Even the most powerful people crave to be admired for their personal charms, and so Pfautch doesn’t shy from flattery. “It’s been part of life since Adam and Eve,” he says. “Everyone says, ‘I’m not flattering you.’ Well, why not flatter? Flattery does not have to be a negative word. It can be a cognitive dimension to build relationships: You find something that you can ennoble the person with, that you can grace their spirit.”

Like any other art form, there’s a trick to doing it well: A specific, measured compliment is almost always believed and can be real kindness; generalized fawning less so.

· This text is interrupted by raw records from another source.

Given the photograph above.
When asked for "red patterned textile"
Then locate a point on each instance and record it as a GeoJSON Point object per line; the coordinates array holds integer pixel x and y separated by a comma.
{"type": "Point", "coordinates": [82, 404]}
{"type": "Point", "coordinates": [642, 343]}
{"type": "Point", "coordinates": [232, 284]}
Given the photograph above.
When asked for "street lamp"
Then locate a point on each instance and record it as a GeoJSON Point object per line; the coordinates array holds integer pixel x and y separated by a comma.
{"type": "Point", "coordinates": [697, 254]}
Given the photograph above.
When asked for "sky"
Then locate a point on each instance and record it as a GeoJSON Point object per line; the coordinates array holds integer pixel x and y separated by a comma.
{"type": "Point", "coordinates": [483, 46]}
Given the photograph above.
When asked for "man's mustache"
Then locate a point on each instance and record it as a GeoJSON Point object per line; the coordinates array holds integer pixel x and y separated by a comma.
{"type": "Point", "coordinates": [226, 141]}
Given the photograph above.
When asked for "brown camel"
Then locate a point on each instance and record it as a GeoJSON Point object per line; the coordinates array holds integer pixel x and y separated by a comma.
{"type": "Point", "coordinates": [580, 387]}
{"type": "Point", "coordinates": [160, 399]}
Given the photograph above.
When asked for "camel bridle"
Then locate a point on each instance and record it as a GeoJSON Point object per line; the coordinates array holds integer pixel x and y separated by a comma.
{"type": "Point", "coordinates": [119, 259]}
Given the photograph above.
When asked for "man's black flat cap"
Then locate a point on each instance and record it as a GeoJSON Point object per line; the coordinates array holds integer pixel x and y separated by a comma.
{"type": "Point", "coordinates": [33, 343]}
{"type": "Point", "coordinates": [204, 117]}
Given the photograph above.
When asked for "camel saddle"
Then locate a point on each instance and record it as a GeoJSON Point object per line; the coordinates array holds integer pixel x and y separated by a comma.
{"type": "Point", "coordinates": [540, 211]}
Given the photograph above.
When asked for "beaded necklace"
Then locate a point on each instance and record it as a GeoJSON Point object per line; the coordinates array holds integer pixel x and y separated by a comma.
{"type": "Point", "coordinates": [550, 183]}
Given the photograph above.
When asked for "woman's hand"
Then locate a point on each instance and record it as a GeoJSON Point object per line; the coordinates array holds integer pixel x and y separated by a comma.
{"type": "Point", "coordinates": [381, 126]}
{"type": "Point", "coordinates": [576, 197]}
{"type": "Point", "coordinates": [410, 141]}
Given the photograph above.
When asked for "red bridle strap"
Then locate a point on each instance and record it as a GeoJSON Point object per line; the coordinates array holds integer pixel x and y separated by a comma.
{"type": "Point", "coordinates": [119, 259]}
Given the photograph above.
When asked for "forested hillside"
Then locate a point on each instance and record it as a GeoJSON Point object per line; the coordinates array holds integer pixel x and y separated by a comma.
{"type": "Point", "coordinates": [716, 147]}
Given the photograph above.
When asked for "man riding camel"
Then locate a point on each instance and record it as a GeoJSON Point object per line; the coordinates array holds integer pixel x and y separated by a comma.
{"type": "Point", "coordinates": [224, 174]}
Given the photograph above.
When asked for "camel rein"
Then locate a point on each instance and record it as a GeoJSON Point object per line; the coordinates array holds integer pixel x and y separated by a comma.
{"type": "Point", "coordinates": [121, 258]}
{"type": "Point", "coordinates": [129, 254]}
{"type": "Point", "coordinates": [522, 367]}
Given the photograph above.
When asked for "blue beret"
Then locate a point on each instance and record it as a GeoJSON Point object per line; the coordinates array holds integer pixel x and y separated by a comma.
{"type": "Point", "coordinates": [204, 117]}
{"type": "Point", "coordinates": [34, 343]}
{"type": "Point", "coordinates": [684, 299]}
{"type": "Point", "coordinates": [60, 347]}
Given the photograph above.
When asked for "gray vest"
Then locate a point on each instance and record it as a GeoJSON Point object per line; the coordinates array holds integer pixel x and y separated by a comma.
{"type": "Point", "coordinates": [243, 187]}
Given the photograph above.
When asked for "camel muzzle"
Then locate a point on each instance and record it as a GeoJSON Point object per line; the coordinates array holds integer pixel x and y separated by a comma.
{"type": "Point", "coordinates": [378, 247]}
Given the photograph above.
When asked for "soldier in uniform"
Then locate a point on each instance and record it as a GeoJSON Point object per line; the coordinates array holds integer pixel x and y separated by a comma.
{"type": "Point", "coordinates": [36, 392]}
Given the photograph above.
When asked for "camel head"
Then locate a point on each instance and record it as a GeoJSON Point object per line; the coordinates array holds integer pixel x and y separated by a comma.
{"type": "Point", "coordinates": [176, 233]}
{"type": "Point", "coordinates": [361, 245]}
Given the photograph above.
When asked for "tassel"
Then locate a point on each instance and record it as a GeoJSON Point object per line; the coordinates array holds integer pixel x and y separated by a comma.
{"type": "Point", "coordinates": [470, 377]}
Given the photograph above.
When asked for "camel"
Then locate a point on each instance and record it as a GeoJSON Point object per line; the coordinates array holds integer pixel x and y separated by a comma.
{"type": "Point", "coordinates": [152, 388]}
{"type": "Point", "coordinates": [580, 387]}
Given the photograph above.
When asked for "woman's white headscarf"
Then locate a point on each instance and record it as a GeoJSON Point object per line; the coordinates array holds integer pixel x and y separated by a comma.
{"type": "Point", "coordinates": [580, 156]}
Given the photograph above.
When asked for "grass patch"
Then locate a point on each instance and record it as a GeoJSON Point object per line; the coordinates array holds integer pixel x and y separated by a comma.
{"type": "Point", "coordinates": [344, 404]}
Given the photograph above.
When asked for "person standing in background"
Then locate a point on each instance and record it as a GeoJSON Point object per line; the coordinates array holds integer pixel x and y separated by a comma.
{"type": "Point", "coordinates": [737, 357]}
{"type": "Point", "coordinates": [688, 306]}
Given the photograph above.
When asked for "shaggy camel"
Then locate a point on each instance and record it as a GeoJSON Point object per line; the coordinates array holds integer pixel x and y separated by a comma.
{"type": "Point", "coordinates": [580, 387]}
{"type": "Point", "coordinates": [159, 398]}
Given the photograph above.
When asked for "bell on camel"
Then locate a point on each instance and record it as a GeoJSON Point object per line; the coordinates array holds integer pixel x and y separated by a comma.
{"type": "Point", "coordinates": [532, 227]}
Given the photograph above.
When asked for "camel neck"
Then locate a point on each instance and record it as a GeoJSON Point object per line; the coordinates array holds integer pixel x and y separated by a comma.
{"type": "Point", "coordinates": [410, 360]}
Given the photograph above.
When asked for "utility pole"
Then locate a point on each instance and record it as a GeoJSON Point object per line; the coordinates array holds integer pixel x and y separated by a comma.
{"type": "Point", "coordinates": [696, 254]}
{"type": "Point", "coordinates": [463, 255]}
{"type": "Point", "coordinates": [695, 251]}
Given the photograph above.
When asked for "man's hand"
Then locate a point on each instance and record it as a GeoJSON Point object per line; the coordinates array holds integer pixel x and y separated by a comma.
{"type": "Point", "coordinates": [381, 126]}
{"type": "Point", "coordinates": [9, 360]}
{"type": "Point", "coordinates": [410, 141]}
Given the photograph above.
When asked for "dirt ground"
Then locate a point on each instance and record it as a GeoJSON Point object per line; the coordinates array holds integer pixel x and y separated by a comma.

In fact, excessive sucking up can be insulting — as if the recipient isn’t smart enough to distinguish between a sincere compliment and ridiculous overkill. At a recent D.C. gala, one high-profile philanthropist said he’s not much of a fan of the whole ego dance because he doesn’t believe most of what they are saying anyway.

You’d think that insecure people are the most susceptible to flattery because they need it the most. You would be wrong. In fact, people with an inflated sense of self-worth are more likely to believe compliments because they already think they’re great. According to the 1999 study called the Dunning-Kruger Effect, incompetent people are most likely to overestimate their abilities because they don’t know enough to realize their mistakes.

And powerful people are often overly praised and their missteps minimized, especially in work environments where personal relationships are valued over titles or hierarchy, according to political scientist Xavier Marquez. Flattery becomes a survival skill, to get or keep a job.

Veterans of Capitol Hill who spent decades on the receiving end of flattery and praise — earned and unearned — from staff, colleagues, administration officials, lobbyists say that the president would be wise to break out of the bubble of yes men.

Survival in Washington requires enough self-awareness to distinguish between the sincere and the suck-ups, says former senator Alan Simpson of Wyoming, who spent 18 years in Washington.

“Flattery, in itself, is nice stuff,” he says. Simpson says he learned to “tell the difference between the phony bastards and the true people. A politician should be able to figure that out.”

Former congressman John Dingell of Michigan, who served in the House a record 59 years, says he didn’t get distracted by D.C. culture of flattery. “I never really had much time for that nonsense. I was trying to get things done, not polish the apple.” He credits the nuns at the Catholic school he attended in Michigan for his aversion to what he calls “lickspittles.”

“I was never permitted to think how important I was,” Dingell says.

He saw his colleagues in the upper chamber a bit differently: “Senators have all got these gigantic egos,” says Dingell. “There is less of it in the House.”

Simpson begs to differ: There is, he says, no shortage of self-regard among the 535 elected officials on Capitol Hill — no matter which chamber they serve in. “There are enough egos there to float battleships.”

At the end of the day, none of this groveling matters if the object of all this attention has a coterie of trusted family, friends and advisers who will tell them the truth — especially about themselves. Simpson had a kitchen cabinet of about a dozen people he could count on to be honest. “You need staff members who say, ‘Al, you’re full of crap.’ That’s what you want.”